Ganz viele Pfannkuchen

Ganz viele Pfannkuchen

Kennt ihr das, wenn alles ganz leise wird? Die Welt zu schlafen scheint und jedes Geräusch nur noch dumpf zu hören ist? Wenn jeder deiner Schritte leicht knirscht, während du versuchst dort zu laufen, wo du noch keine Spuren erkennen kannst? Dann ist Winter und der morgendliche Blick nach draußen sieht dann so aus:

Gestern war der 02. Februar- der Tag eines Festes, was ihr wahrscheinlich nicht wirklich kennt, ich hatte hiervon vor meinem Eintauchen in die Waldorfwelt noch nie gehört: „Maria Lichtmis“ (dt. Mariä Lichtmess, auch Reinigungsfest).

Es ist das letzte Lichtfest der Weihnachts- und Winterzeit, aus alten germanischen, römischen, griechischen und nachher christlichen Traditionen vereint, was diese dunkle Zeit beendet und mit welchem langsam der Frühlings beginnt. Ein letztes Mal werden drinnen Kerzen angezündet, bevor es nach draußen geht, wo das Leben und das Tageslicht in die Natur zurückkehren. Dort, wo die Wurzelkinder langsam erwachen, um sich auf den Frühling vorzubereiten und die ersten Schneeglöckchen zu entdecken sind. Die Kindergartenkinder ziehen mit selbst gebastelten Rasseln durch den Garten, um die Natur aufzuwecken.

Traditionell werden (in Frankreich) an dem Tag Pfannkuchen gegessen. Woher dieser Brauch kommt ist nicht ganz geklärt. Früher galt bei den Bauern der zweite Februar als Beginn des ländlichen Wirtschaftsjahres, also wurde der Jahreslohn ausgezahlt und es gab Dienst- und Schichtwechsel bei den Bediensteten, Knechten und Mägden. Manchmal wechselte die Aufsichtsperson, einige verließen die Stelle und die neuen, jungen Angestellten begannen ihrem Dienst. Die Pfannkuchen waren dann ein festlicheres Mahl als sonst, zur Feier des Tages, zum Beginn eines neuen Arbeitsjahres. Es wird auch vermutet, dass damit den Neuen das Heimweh erleichtert werden sollte.

Da der zweite Februar auf einen Samstag gefallen ist, haben wir in der Schule am Freitag das Fest gefeiert.
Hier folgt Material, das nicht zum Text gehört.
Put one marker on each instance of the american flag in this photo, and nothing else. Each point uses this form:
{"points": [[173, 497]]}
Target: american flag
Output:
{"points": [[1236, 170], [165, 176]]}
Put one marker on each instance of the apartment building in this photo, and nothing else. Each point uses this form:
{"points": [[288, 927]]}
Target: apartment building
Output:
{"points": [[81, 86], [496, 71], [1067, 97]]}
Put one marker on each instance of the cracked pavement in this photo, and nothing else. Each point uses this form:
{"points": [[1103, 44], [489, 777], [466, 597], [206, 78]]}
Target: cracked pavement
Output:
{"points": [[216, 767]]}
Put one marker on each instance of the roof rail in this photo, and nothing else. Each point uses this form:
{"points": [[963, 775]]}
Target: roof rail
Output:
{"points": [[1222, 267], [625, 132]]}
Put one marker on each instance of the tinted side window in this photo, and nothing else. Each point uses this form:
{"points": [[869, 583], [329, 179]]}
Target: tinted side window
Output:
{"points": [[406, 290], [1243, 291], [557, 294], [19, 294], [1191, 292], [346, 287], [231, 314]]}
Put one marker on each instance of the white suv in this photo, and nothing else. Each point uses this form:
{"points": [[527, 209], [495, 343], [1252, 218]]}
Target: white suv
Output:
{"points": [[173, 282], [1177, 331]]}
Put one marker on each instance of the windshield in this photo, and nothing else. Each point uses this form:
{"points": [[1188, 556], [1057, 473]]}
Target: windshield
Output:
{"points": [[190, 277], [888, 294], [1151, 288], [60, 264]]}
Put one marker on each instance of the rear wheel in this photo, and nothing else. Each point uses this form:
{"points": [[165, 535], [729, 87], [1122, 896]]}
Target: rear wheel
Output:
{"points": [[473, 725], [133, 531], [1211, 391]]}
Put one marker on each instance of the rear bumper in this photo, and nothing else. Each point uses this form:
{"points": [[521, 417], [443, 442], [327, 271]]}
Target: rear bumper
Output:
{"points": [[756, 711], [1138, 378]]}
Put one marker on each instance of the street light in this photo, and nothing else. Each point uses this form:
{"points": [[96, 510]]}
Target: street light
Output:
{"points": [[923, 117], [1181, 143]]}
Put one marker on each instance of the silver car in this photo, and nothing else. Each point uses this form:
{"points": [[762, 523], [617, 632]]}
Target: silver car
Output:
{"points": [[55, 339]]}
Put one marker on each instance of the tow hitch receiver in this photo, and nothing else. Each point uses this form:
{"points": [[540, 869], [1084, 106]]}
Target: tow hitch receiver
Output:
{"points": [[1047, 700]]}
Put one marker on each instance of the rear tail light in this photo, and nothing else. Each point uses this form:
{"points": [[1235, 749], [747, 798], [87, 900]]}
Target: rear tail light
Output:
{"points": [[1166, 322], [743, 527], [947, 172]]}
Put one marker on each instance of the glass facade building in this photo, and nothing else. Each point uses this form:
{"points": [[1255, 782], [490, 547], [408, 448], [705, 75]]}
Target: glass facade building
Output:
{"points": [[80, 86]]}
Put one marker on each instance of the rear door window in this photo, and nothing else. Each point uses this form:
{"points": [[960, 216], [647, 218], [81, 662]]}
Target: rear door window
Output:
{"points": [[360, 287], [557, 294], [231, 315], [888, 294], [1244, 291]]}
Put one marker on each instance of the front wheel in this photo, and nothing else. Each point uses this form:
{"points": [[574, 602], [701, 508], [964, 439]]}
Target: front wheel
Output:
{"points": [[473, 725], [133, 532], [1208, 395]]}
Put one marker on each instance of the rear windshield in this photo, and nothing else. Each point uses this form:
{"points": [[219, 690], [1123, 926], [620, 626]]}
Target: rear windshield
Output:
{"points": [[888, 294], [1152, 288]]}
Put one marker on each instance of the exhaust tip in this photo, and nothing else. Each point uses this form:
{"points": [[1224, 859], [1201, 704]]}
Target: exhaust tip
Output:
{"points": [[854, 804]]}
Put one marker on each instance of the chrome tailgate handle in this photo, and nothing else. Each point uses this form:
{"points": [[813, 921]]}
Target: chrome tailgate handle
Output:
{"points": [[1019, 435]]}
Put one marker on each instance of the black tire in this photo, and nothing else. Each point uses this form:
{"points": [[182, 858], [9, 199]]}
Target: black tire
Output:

Nachts hatte es geschneit, sodass mein Schulweg dem oben beschriebene Spaziergang durch die mit Schnee überzogenen Straßen entsprach. Durch die etwas abgelegene Ecke der Stadt, bevor es danach im Süden in den ländlichen Teil Flanderns übergeht, waren erst wenige Menschen unterwegs gewesen, sodass ich mir an einigen Stellen die Schneedecke allein mit ein paar Vogel- und Katzenspuren geteilt habe.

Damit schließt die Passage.